Descrição de chapéu Governo Bolsonaro

É preciso uma justa causa para denunciar Bolsonaro, diz especialista sobre vídeo e depoimentos

Para criminalista, cenário mais desfavorável a Bolsonaro neste momento estaria no âmbito de um possível crime de responsabilidade

São Paulo

Especialistas ouvidos pela Folha divergem sobre a força dos indícios já obtidos no inquérito aberto no STF (Supremo Tribunal Federal) para investigar as afirmações do ex-ministro da Justiça Sergio Moro sobre supostas tentativas de interferência política do presidente Jair Bolsonaro (sem partido) na Polícia Federal.

Parte dos criminalistas entende que ainda é preciso conhecer mais detalhes da investigação para justificar uma acusação formal contra Bolsonaro.

Porém há especialistas que já veem evidências consistentes na apuração, principalmente no âmbito dos chamados crimes de responsabilidade, que podem levar à abertura de um processo de impeachment.

O relator do caso no STF é o ministro Celso de Mello, que, na terça-feira (12), deu um prazo de 48 horas para que o procurador-geral da República, Augusto Aras, apresente manifestação sobre o sigilo do vídeo da reunião ministerial em que Bolsonaro teria ameaçado Moro de demissão e na qual ficaria claro que o presidente buscava interferir na autonomia da PF.

A criminalista e conselheira do Iasp (Instituto dos Advogados de São Paulo) Maria Elizabeth Queijo afirma que, para a apresentação de uma denúncia, é necessário que se tenha um requisito que no jargão técnico é chamado de justa causa.

“Eu não preciso ter uma prova cabal, mas não posso ter só um ou outro indício para denunciar. É necessário que se tenha algum conjunto de provas, embora não seja em um grau de certeza como é para uma sentença, mas que permita formar essa justa causa”, explica Maria Elizabeth.

De acordo com a criminalista, como ainda não foi permitido acesso a todos os documentos e detalhes do inquérito no STF, não é possível avaliar se a investigação já oferece essa base mínima de provas para sustentar uma acusação do Ministério Público.

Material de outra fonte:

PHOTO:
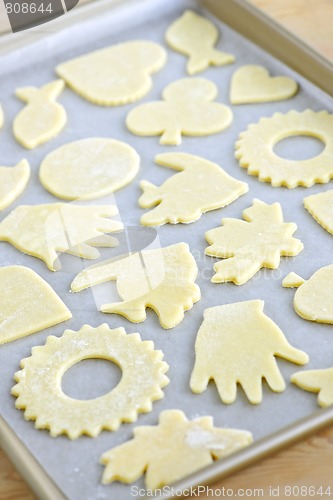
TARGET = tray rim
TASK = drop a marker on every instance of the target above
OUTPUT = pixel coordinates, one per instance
(297, 54)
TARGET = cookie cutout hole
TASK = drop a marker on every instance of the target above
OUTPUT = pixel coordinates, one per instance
(299, 147)
(90, 379)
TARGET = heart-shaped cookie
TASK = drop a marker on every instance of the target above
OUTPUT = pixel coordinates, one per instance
(253, 83)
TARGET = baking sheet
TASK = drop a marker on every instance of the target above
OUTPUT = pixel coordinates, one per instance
(74, 465)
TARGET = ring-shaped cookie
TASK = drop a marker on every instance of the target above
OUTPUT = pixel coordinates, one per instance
(39, 390)
(254, 149)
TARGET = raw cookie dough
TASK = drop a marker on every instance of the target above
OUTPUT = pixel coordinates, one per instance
(320, 206)
(114, 75)
(236, 343)
(254, 149)
(186, 109)
(201, 186)
(38, 389)
(314, 298)
(171, 450)
(44, 230)
(13, 181)
(320, 381)
(27, 304)
(292, 280)
(162, 279)
(246, 247)
(89, 168)
(195, 36)
(42, 118)
(252, 83)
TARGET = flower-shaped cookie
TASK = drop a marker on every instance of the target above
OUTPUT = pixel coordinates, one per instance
(247, 246)
(171, 450)
(161, 279)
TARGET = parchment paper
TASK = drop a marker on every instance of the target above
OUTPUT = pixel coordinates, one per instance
(74, 466)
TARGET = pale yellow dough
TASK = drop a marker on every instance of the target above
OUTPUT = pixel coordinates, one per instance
(27, 304)
(38, 389)
(254, 149)
(89, 168)
(114, 75)
(320, 381)
(186, 109)
(292, 280)
(162, 279)
(314, 298)
(195, 36)
(320, 207)
(236, 344)
(200, 186)
(252, 83)
(171, 450)
(42, 118)
(247, 246)
(13, 181)
(44, 230)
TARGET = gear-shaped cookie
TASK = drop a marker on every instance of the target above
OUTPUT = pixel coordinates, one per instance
(254, 149)
(38, 388)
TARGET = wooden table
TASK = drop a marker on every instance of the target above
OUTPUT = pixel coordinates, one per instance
(311, 461)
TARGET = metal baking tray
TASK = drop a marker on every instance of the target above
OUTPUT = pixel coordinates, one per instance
(58, 468)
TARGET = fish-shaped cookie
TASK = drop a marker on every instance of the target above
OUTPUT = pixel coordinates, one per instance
(195, 36)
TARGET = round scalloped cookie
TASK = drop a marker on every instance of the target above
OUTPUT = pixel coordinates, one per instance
(38, 388)
(254, 149)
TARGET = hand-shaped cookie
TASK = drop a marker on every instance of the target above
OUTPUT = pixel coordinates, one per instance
(320, 381)
(249, 246)
(186, 109)
(200, 186)
(236, 343)
(171, 450)
(161, 279)
(44, 230)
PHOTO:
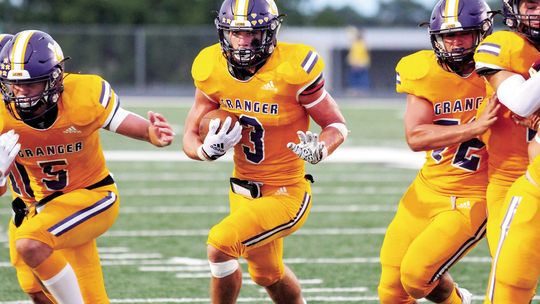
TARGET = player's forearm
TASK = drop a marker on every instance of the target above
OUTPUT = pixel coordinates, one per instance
(333, 137)
(190, 144)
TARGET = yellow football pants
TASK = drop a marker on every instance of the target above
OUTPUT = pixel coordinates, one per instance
(429, 233)
(255, 227)
(70, 224)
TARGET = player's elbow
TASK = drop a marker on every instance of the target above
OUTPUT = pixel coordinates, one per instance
(415, 144)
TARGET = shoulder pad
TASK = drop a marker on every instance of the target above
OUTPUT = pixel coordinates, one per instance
(415, 66)
(82, 99)
(204, 62)
(299, 64)
(411, 69)
(495, 52)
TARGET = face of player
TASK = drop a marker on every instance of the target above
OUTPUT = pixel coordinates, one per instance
(459, 40)
(530, 8)
(30, 93)
(244, 39)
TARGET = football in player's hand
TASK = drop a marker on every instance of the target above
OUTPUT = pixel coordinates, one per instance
(217, 113)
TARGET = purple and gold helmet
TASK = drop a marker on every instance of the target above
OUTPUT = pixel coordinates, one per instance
(514, 20)
(453, 16)
(4, 38)
(30, 57)
(248, 15)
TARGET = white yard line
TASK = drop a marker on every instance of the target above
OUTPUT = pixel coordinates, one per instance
(326, 299)
(212, 209)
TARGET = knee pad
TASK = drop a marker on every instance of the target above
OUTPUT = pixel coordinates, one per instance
(415, 285)
(223, 269)
(390, 289)
(226, 240)
(265, 280)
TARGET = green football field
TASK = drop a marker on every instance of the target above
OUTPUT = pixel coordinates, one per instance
(156, 251)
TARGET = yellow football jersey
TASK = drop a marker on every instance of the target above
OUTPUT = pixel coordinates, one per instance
(67, 155)
(459, 169)
(506, 141)
(267, 106)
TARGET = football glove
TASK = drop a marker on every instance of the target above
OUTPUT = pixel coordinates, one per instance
(217, 143)
(310, 148)
(8, 151)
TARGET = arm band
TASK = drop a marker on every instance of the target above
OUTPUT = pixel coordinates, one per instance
(202, 155)
(118, 118)
(519, 95)
(342, 128)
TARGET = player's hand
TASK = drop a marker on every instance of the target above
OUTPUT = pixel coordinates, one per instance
(310, 148)
(487, 117)
(160, 133)
(532, 121)
(8, 151)
(217, 143)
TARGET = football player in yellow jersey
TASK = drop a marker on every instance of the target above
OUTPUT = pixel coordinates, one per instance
(55, 118)
(504, 59)
(446, 201)
(509, 61)
(274, 88)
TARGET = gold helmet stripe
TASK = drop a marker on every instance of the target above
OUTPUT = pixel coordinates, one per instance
(19, 50)
(451, 11)
(240, 10)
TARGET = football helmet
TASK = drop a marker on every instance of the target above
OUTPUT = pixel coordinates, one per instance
(248, 15)
(4, 38)
(516, 21)
(29, 57)
(453, 16)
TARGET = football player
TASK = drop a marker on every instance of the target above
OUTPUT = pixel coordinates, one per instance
(274, 88)
(508, 60)
(446, 201)
(54, 119)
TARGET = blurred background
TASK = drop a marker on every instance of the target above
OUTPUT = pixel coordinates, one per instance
(146, 47)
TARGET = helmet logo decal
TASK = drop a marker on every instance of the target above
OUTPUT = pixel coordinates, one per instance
(57, 51)
(19, 50)
(451, 15)
(272, 7)
(240, 12)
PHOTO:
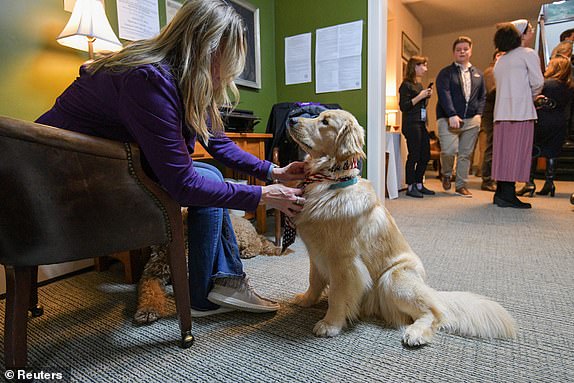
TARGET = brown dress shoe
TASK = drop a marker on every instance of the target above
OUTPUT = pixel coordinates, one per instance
(463, 192)
(446, 184)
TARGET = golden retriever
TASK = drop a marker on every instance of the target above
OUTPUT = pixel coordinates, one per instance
(356, 249)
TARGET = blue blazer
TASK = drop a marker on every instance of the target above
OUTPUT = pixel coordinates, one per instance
(451, 99)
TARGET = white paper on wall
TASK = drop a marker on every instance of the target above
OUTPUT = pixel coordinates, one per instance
(338, 57)
(298, 59)
(138, 19)
(171, 8)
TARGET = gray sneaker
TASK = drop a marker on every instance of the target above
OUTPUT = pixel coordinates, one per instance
(237, 294)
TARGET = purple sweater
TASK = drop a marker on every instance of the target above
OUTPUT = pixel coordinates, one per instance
(143, 105)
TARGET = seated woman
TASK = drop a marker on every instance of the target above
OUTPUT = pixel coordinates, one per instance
(164, 93)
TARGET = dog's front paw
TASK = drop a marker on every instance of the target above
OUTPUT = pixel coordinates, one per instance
(326, 330)
(304, 300)
(416, 336)
(146, 316)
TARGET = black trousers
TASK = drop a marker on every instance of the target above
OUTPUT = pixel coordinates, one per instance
(418, 145)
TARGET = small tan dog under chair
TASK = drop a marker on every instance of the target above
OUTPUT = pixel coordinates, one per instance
(152, 298)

O advogado e professor de direito penal da USP Pierpaolo Bottini também entende que há essa dificuldade, mas diz que o nível de exigência de qualidade das provas depende do tipo do crime a ser eventualmente atribuído a Bolsonaro.

É que no STF estão sob apuração crimes comuns previstos no Código Penal supostamente praticados pelo presidente: falsidade ideológica, coação no curso do processo, advocacia administrativa (quando alguém na posição de funcionário público age em prol de interesses pessoais), obstrução de Justiça, corrupção passiva privilegiada e prevaricação.

Porém, se alguma dessas condutas for comprovada, poderá também ser enquadrada na figura do ato ilegal que na linguagem jurídica recebe o nome de crime de responsabilidade.

Esse tipo de ilicitude está previsto na Constituição e em lei específica, que descrevem delitos cometidos por autoridades que se comportam de forma indevida no exercício de seus cargos.

A apuração de crime de responsabilidade tem trâmite político no Congresso e pode levar à abertura de um processo de impeachment, enquanto um delito comum do presidente é investigado e julgado pelo STF, após autorização da Câmara dos Deputados.

Segundo Bottini, com o que se conhece hoje sobre o inquérito, o cenário mais desfavorável a Bolsonaro estaria no âmbito do crime de responsabilidade.

“É difícil saber se há indícios sobre os dois crimes sem ter acesso aos autos. Mas, em se tratando de crime de responsabilidade, como os requisitos são mais genéricos, seria mais fácil identificar, naquilo que foi noticiado até agora, um crime de responsabilidade que um crime comum", diz Bottini.

A criminalista e conselheira da OAB (Ordem dos Advogados do Brasil) de São Paulo Ana Carolina Moreira Santos também cita a dificuldade de analisar um caso sem conhecer a íntegra da apuração.

Ela diz, no entanto, que a obtenção do vídeo da reunião citada por Moro como prova da tentativa de interferência de Bolsonaro na PF é um indício forte, principalmente em relação à suposta prática de crime de responsabilidade.

“No vídeo temos aquilo que pode ser entendido como prova material do crime, uma prova documental. Não se trata de um testemunho, uma declaração. Há um elemento pessoal quando você vai prestar um depoimento. Agora, o vídeo é uma prova material, e me parece que essa seria a prova principal”, afirma a criminalista.